Эвелхут спустился на лед с крутого каменистого берега. Лед был разбит недавним морским ветром и ехать приходилось с большой ловкостью и вниманием. Приходилось переезжать широкие трещины, выбирая льдины покрупнее и понадежнее. Быстро соображать— выдержит ли, не треснет, не перевернется ли льдина. Как объехать широкую полынью, чтобы следующая не заставила вернуться обратно. Они напряженно работали вдвоем— Эвелхут и передовой пес Авахли. Авахли — опытная собака. Он без команды знает, куда свернуть. Не даром он уже восьмой год ходит в упряжке Эвелхута. В одну и ту же осень Теннои, отец Эвелхута, надел алык — собачью сбрую, на спину щенка Авахли и дал осгол для самостоятельного управления нартой своему одиннадцатилетнему сыну. И вот теперь достаточно одного движения хозяина, чтобы верный пес понял, чего от него хотят, и потянул за собой весь девятиголовый мохнатый отряд туда, куда надо. Больше часу понадобилось, чтобы отъехать верст 5 от берега.

— Кхх… — вполголоса произнес Эвелхут, застопорив нарту остолом. Собаки остановились. Бинокль охотника устремился на показавшуюся вдали черную точку… Полынья? Тень от льдины? — Нет, совершенно ясно: большой лахтак лежит на самом краю полыньи. Жирный. Ну, теперь не зевать. Каманха, думай хорошенько про своего охотника, там, у домашнего огня. Достань из своего мешка плосколицого деревянного идола, намажь ему губы лахтажьим жиром и поставь перед огнем…

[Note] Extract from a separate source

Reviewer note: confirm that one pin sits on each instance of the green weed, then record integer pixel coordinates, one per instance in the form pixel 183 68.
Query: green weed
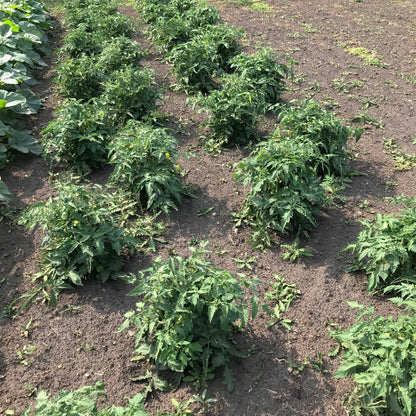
pixel 87 235
pixel 283 294
pixel 370 57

Взяв ружье в правую руку и копье в левую, Эвелхут пошел вперед, низко пригибаясь и прячась за каждый ледяной выступ. Потом пополз на животе. Ползти пришлось довольно долго. Но вот он вынул из-за пояса лахтажий ласт, начал скрести им по льду. Получилось совсем так, как будто ползет лахтак. Эвелхут приподнялся на локтях и крикнул, подражая голосу тюленя — Кхук! кхук!

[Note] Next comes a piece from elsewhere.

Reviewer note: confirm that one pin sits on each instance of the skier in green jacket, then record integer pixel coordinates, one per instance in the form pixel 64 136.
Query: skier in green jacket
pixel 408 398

Лахтак поднял сонную голову, посмотрел на охотника. Но Эвелхут снова пополз, поскребывая ластом по льду. Осторожно укрепил ружье на деревянных ножках, приделанных к стволу. — Кхук! кхук!

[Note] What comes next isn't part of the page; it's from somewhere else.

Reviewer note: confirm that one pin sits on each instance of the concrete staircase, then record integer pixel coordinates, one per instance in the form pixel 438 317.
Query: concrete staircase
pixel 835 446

Лахтак снова поднял голову, на этот раз быстрее, с тревогой. Охотник не дал ему одуматься. Выстрел — и тяжелая голова зверя, словно оборвавшись, сунулась в воду. Метко, и даже слишком. Хрупкая с краю льдина обломилась от резкого движения убитого наповал зверя. Лахтак медленно сполз на воду. Скорее! Если жирный, — еще немного продержится. Оставив ружье, Эвелхут бросился с копьем к лахтаку. Наконечник копья, впившись, останется в теле животного даже если оно утонет, а древко, прикрепленное длинным ремнем, всплывет, как поплавок…

Крак! — копья он не бросил. Оно едва спасло его от гибели, зацепившись концом за соседние льдины… Льдина, на которой он стоял, не выдержала упора ноги. Эвелхут провалился по пояс. Если бы не копье, он наверняка потонул бы. Как и все коряки, Эвелхут не умел плавать. Все же он кое-как выкарабкался. Но тем временем лахтак потонул.